D'autres ont écrit leurs impressions de Cuba. Je pense à François Maspéro qui avait publié dans le monde en 1999, son expérience , et qui dans un passage parlait de ce que Bergounioux décrit : " Le véhicule que nous empruntons, appelé « chameau », est une très longue semi-remorque tirée par un camion et qui transporte 300 passagers. des camions-tracteurs tirant des remorques présentant comme deux bosses rappelant les vrais chameaux. Autres véhicules des rues cubaines et plus particulièrement de La Havane, les rutilantes américaines déambulant avec plus ou moins de prestance et faisant partie du paysage.

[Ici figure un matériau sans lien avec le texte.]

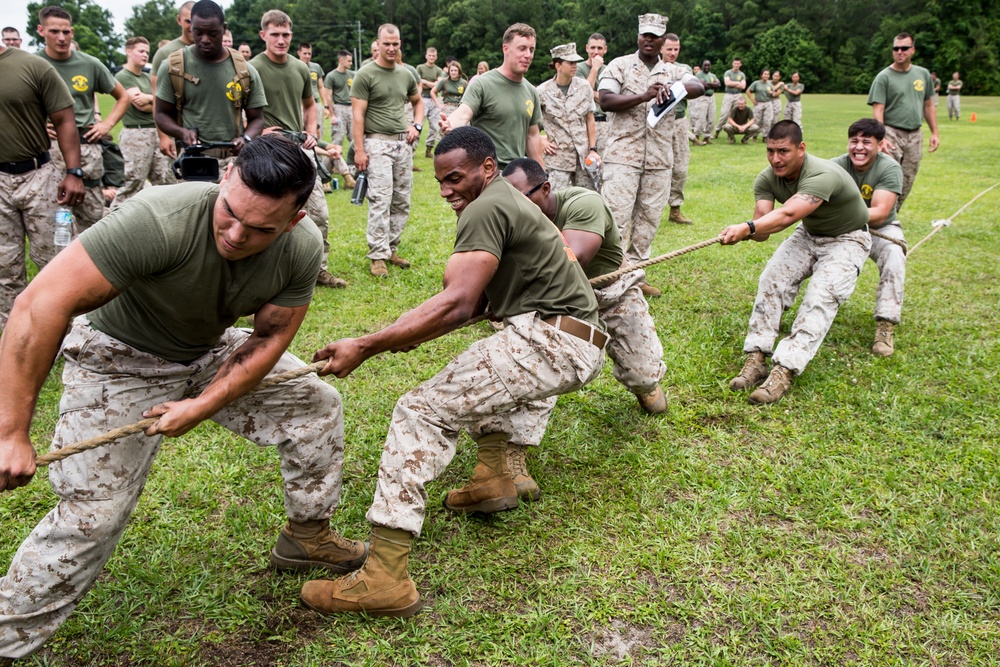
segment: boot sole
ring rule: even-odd
[[[539,497],[541,497],[541,492],[539,492]],[[490,498],[489,500],[484,500],[482,502],[476,503],[475,505],[468,505],[466,507],[452,507],[448,504],[448,496],[445,496],[443,501],[445,509],[456,512],[458,514],[496,514],[497,512],[505,512],[507,510],[517,509],[518,499],[517,496],[508,496],[506,498]]]
[[[344,561],[342,564],[328,563],[322,560],[299,560],[297,558],[285,558],[271,551],[271,567],[278,572],[309,572],[315,568],[323,568],[336,574],[348,574],[365,564],[368,560],[368,545],[365,545],[365,553],[360,558]]]
[[[304,604],[309,609],[312,609],[318,614],[323,614],[324,616],[333,616],[334,614],[364,614],[370,617],[388,616],[391,618],[409,618],[416,614],[424,606],[423,600],[417,598],[417,601],[413,604],[409,604],[405,607],[398,607],[396,609],[321,609],[319,607],[314,607],[305,600],[302,600]]]

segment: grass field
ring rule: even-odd
[[[869,114],[860,96],[803,100],[821,157],[842,153],[847,126]],[[925,154],[903,209],[911,245],[998,180],[1000,99],[963,107],[960,123],[942,120],[941,148]],[[365,209],[330,195],[330,270],[350,287],[317,291],[296,354],[388,324],[439,289],[455,220],[422,145],[418,155],[400,248],[414,268],[371,278]],[[654,254],[747,219],[766,165],[760,144],[693,148],[684,212],[696,224],[664,223]],[[316,616],[298,599],[310,577],[269,569],[284,520],[274,450],[211,424],[168,440],[107,570],[25,663],[1000,664],[998,208],[1000,188],[909,260],[887,359],[869,351],[869,262],[817,357],[769,407],[727,383],[757,276],[787,232],[650,269],[664,292],[650,307],[669,413],[641,413],[605,368],[560,399],[529,460],[542,501],[489,520],[437,501],[471,474],[463,436],[429,489],[410,565],[426,605],[409,620]],[[332,380],[347,432],[342,533],[368,534],[396,399],[488,333],[459,330]],[[53,373],[33,430],[42,451],[59,392]],[[0,496],[0,568],[55,503],[39,477]]]

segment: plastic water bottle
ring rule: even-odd
[[[56,233],[52,243],[62,250],[73,240],[73,211],[65,206],[56,209]],[[56,252],[59,252],[57,250]]]
[[[351,193],[351,203],[355,206],[365,205],[365,195],[368,194],[368,172],[362,171],[354,183],[354,192]]]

Après le blocus américain de très nombreuses voitures des années 50 et 60 ont constitués le seul parc automobile sur l'île avant l'arrivée de véhicule des pays de l'est. Les cubains les ont conservées dans un état extérieur souvent exceptionnel, quand à la mécanique faute de pièce détachée, elle relève de l'application d'ingéniosités diverses. "
Mais si Bergounioux et Maspéro voient les mêmes choses, ils ne le vivent pas à l'identique. Bergounioux passe du présent observé au passé, vit le réel comme un souvenir.
Il ne faudrait pas croire que c'est le seul intérêt de ce texte, surprenant à plusieurs égards. Nous y reviendrons dans une autre étude.